Der Fall:
Neuunternehmerin Madame Pompadour will die senile Belegschaft ihres Vorgängers Richelieu entlassen und alle Positionen neu besetzen.
Sie wirft den
sächsischen Oberhofmeister Gerhard eigenhändig raus und kündigt mündlich. Der lombardische Außendienstmitarbeiter Silvio erhält die Kündigung per Fax, Hausmeister Jacques per e-mail und SMS. Ihren bisherigen
Liebhaber und Personalchef Ludwig läßt sie schriftlich durch seinen Nachfolger Danton kündigen.

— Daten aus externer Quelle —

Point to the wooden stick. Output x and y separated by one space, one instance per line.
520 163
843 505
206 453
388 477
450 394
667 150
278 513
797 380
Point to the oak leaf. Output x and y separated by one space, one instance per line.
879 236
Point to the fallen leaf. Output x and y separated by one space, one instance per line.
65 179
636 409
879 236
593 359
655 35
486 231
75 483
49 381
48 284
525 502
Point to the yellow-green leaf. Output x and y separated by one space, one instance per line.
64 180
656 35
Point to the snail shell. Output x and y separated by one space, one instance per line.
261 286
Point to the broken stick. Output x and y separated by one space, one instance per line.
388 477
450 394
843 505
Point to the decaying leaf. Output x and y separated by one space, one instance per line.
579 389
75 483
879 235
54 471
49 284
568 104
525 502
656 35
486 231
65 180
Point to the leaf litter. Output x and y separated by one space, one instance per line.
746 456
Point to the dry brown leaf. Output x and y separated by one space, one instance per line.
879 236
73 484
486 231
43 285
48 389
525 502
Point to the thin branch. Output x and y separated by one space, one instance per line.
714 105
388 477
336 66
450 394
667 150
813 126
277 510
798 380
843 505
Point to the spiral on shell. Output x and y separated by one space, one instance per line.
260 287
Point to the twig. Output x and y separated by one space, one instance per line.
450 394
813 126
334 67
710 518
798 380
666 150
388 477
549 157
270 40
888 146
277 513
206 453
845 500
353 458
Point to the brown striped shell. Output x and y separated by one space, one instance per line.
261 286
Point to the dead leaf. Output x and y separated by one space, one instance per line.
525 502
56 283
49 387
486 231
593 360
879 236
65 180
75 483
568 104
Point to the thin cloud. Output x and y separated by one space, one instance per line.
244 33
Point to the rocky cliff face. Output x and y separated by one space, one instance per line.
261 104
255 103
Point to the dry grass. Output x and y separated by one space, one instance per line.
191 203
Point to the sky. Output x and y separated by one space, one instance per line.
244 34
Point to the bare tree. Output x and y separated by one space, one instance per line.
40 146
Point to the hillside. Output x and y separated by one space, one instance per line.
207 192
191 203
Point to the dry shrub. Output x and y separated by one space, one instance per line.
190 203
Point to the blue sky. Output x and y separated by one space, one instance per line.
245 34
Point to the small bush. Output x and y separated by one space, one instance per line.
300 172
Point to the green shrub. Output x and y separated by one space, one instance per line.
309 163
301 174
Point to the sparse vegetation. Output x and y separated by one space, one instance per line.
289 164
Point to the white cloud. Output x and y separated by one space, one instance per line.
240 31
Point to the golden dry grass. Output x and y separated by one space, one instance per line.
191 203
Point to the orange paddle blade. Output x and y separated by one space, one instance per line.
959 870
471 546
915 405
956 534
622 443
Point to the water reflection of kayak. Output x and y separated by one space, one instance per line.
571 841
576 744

Alle klagen innerhalb der 3-Wochen-Frist, nur Oberhofmeister Gerhard verpaßt die Klagefrist um 3 Tage.
Ex-Personalchef Ludwig behauptet, kein Kündigungsschreiben von Danton erhalten zu haben. Wer obsiegt?
Die Lösung:
1. Schriftlichkeit
Seit dem 1.5.2000 müssen Kündigungen im Arbeitsverhältnis nach § 623 BGB schriftlich ausgesprochen werden. Dies gilt auch für Auflösungsverträge. Sonst
sind sie gem. § 134 BGB rechtsunwirksam. Gerhard steht also noch im ungekündigten Arbeitsverhältnis.
Er hat die Klagefrist von 3 Wochen nach § 4 KSchG verpaßt. Dies ist auch nach dem 1.1.2004 ganz
ausnahmsweise unschädlich. Die zwingende Klagefrist gilt nämlich nur für schriftliche Kündigungen. Die Klage von Gerhard ist also nicht verspätet, sondern begründet.
2. Faxschreiben
Faxschreiben, Kopien u.ä. erfüllen nicht die Voraussetzung der Schriftform. Sie sind zwar an sich schriftlich, richtigerweise: in Textform. Nach § 126
BGB ist jedoch für die Schriftform zusätzlich die eigenhändige Namensunterschrift des Ausstellers gefordert. Der Außendienstler Silvio wird deshalb den Prozeß gewinnen.
3. e-mail / SMS
§ 623 BGB fordert die Schriftform. Die Vorschrift hat die elektronische Form ausdrücklich ausgeschlossen. Auch die Kündigung des Hausmeisters Jacques per
e-mail oder SMS ist deshalb rechtsunwirksam.
4. Vertretung / Vollmacht
Nur die Kündigung des Ex-Liebhabers Ludwig durch den neuen Personalchef Danton ist schriftlich im Sinne des Gesetzes. Neuunternehmerin Pompadour hat aber
übersehen, daß im Falle einer rechtsgeschäftlichen Vertretung der Kündigung stets eine schriftliche, von ihr persönlich unterzeichnete Vollmacht beiliegen muß. Geschieht dies nicht, ist die Kündigung zwar nicht
von Anfang an unwirksam. Arbeitnehmer Ludwig kann aber die Kündigung nach § 174 BGB unverzüglich, d.h. binnen weniger Tage nach Erhalt zurückweisen. Dann ist die Kündigung ebenfalls unwirksam.
5. Zugang der Kündigung
Entscheidend für die Wirksamkeit einer Kündigung ist deren Zugang beim Empfänger, hier beim Arbeitnehmer Ludwig. Bestreitet dieser den Zugang, so muß die
Arbeitgeberin den Zugang nachweisen. Das kann im Einzelfall sehr schwierig sein. Es ist deshalb wichtig, den Zugang so zu gestalten, daß er auch bewiesen werden kann.
6. Arbeitnehmerkündigung
Die voranstehend aufgeführten Kriterien und Grundsätze gelten nicht nur für Arbeitgeberkündigungen. Da es sich um allgemeine Grundsätze handelt, gelten
sie ebenso für die Kündigung von Arbeitnehmern. Auch diese müssen sich an die strenge Formvorschrift des § 623 BGB halten.